See [notebooks](https://github.com/iqmo-org/magic_duckdb/tree/main/notebooks) for usage examples.

## Usage Details

- `%dql -t [df | arrow | pl | relation | show | df_markdown] <query>`: Equivalent to - `connection.sql(query).<type>()`
- `%dql -e [explain | explain_analyze_tree | explain_analyze_json | explain_analyze_draw | analyze | ast_json | ast_tree | ast_draw] <query>`:
  - `explain` is equivalent to `connection.sql(query).explain()`
  - `explain_analyze_*` options enable profiling (`PRAGMA enable_profiling`), and use `connection.sql(query).explain(type='analyze')`
  - `explain_analyze_draw` requires [graphviz](https://graphviz.org/) to be installed on your system, and "dot" or "dot.exe" must be in your PATH or added via `magic.explain_analyze_graphviz.dot_path = 'path_to_dot'`. The graphviz python module must also be installed: `pip install graphviz`
  - The AST options use [json_serialize_sql](https://github.com/duckdb/duckdb/discussions/6922) to describe the SQL. `ast_json` displays the raw json result, `ast_tree` displays an indented tree, and `ast_draw` uses graphviz to draw a graphical version of the tree
- `%dql --format <query>` uses [sql-formatter](https://github.com/sql-formatter-org/sql-formatter).

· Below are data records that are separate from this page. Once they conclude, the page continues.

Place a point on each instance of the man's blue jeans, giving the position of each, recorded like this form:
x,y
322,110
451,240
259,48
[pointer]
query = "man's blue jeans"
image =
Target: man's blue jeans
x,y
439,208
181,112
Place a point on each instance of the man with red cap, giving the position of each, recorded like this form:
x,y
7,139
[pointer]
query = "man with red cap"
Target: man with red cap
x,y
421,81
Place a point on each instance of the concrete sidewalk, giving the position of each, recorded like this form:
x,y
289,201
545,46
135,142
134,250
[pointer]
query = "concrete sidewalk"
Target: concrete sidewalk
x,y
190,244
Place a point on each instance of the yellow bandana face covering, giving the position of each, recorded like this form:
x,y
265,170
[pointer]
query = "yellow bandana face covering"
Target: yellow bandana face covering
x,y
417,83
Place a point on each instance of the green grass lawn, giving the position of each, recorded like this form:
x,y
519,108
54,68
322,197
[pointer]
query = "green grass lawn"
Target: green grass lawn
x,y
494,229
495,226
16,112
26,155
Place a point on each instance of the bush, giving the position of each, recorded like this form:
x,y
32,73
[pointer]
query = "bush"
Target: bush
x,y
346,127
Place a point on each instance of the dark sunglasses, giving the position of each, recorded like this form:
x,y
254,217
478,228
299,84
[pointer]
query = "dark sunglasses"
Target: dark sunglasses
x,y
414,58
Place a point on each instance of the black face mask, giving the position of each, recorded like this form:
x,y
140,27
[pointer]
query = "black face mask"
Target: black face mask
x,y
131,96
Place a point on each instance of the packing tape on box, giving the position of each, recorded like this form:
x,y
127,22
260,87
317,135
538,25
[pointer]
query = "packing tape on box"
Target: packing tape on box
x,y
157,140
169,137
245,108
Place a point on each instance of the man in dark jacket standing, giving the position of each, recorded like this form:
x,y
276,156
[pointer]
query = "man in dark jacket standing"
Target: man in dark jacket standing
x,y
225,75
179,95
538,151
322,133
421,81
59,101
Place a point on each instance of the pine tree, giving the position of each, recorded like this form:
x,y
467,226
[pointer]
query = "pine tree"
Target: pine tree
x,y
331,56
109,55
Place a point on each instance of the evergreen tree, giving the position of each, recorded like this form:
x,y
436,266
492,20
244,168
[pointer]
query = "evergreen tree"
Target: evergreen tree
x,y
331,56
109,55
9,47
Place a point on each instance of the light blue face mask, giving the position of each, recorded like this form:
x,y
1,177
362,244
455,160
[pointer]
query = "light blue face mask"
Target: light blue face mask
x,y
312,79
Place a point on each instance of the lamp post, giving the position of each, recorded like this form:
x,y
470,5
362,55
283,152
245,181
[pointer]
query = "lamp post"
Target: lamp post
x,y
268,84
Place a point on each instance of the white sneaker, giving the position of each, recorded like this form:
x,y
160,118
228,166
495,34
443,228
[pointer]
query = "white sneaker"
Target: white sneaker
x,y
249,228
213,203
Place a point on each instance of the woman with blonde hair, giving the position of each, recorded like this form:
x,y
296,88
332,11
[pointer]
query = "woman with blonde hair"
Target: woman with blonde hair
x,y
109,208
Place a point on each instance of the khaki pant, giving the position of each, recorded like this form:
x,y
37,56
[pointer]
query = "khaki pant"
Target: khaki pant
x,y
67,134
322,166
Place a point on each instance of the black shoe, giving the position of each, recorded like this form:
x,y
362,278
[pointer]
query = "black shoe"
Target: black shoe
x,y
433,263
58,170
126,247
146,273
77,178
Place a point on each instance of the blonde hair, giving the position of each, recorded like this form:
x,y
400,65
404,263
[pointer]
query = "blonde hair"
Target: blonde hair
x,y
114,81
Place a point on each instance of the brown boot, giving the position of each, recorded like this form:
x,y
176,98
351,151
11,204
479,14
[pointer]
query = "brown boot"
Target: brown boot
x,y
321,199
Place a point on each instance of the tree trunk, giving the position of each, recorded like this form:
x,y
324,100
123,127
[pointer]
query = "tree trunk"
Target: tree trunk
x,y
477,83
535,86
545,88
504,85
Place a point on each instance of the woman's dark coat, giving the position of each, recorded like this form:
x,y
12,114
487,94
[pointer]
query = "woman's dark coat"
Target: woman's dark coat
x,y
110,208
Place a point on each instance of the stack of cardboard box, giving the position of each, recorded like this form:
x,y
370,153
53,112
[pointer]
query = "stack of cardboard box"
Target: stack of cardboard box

This is a javascript library, so it needs to be installed separately, although it's executed via npx so should be fine as long as you have npx / node in your path.
- `%dql --tables <query>` returns the list of tables used by the query, equivalent to: `duckdb.get_table_names("SELECT * FROM xyz")`
- `%dql [-ai | -aichat] fix <query>` passes the current schema to OpenAI and askes OpenAI to "fix" the query. An OpenAI developer key is required.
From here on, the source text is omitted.